La plupart des IA appartiennent à des grands groupes comme les GAFAM, qui possèdent déjà les logicielsde déploiement. En tant qu’institut de statistique publique, l’Insee est convoité pour la masse et l’importance des données qu’il traite.
Mais du fait de ses missions de service public et de son indépendance, l’Insee doit garantir que ces données ne nourrissent pas les méga-entreprises pour le bénéfice de multi-milliardaires et/ou d’Etats profiteurs. Ces derniers n’ont pas pour objectif de rendre un service public utile à toutes et tous, alors que nous si !
Se pose la question d’outils d’IA et de serveurs publics, développés par le service public.
A l’Insee, les emplois « de bureaux » et ceux des enquêtrices et enquêteurs sont potentiellement concernés. Cela veut dire des tâches nouvelles, modifiées, bouleversées et rapidement obsolètes...et nécessite une réflexion !
L’Insee est certes partie prenante de réflexions à Eurostat, au sein de Bercy où son utilisation pour le passage de SAS à R, ou pour le codage des professions ou des codes APE participe des mises en commun.
Mais aucune réflexion collective n’a encore eu lieu à l’Insee. Seulement quelques consignes ici ou là, ou à la DSI qui s’est emparée du sujet et examine aussi certaines demandes métiers.
Pourtant une grande partie d’entre nous utilise déjà des services d’IA : faire un résumé, une traduction, des graphiques, programmer, toutes tâches de rédaction pour nos travaux...combien de chiffres non publics sont déjà partis dans des serveurs externes pour permettre des gains de temps en interne ?
Sans compter la gestion administrative où ChatGPT a sans doute tourné à plus d’une reprise…
Une mission de l’IG vient d’être diligentée pour faire un bilan des utilisations à l’Insee.
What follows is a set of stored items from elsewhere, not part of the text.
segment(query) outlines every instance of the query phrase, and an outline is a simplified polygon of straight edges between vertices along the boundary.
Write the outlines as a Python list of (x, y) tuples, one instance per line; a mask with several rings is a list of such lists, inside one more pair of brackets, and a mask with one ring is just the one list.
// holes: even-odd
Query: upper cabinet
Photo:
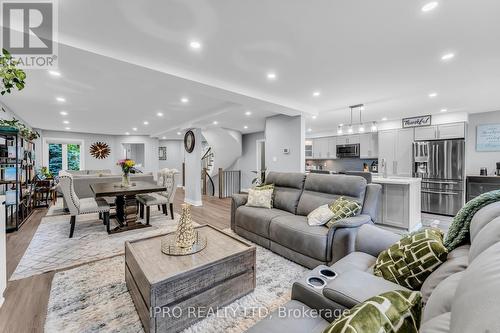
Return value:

Nous demandons que les réflexions ne soient pas restreintes à ce petit cercle, et aussi :
Concernant les travaux de l’Insee :
• Aucune suppression de postes ni d’intensification des charges de travail ;
• Une information et des formations régulières sur les enjeux et l’utilisation de l’IA pour tous les agents, dans le cadre d’un plan de formation ;
• Des outils garantissant la protection des données traitées ;
• Des outils maîtrisés par l’Insee, avec un socle de service public pour des traitements de données, indépendants de forces économiques ou politiques ;
• La présentation en CSA des arbitrages de la direction sur l’utilisation de l’IA à l’Insee.
Concernant la gestion administrative des agents
• Aucun entraînement d’algorithmes à partir des pratiques actuelles de la direction des ressources humaines à l’Insee ;
Glossaire
Intelligence Artificielle : l’expression est une traduction de l’expression artificial « intelligence » dont la traduction devrait être plus partagée avec la notion d’information. Ce mot « intelligence » a permis une orientation très marketing sur un mot suscitant beaucoup de fantasmes.
Ci-dessous quelques exemples de ce qu’est l’IA, sachant que dans notre texte nous nous sommes intéressés seulement à certains aspects de l’IA (IA générative, machine learning...).
Deep Learning : Ensemble de méthodes d’apprentissage automatique utilisant des réseaux de neurones : c’est ce qui est utilisé pour le codage des professions du recensement.
Machine Learning : Branche de l’intelligence artificielle qui fournit à une machine la capacité à apprendre à partir de données, sans qu’un programme lui donne des tâches bien précises.
IA générative (ou GenAI) : utilise l’IA pour créer de nouveaux contenus, comme du texte, des images, de la musique, de l’audio et des vidéos.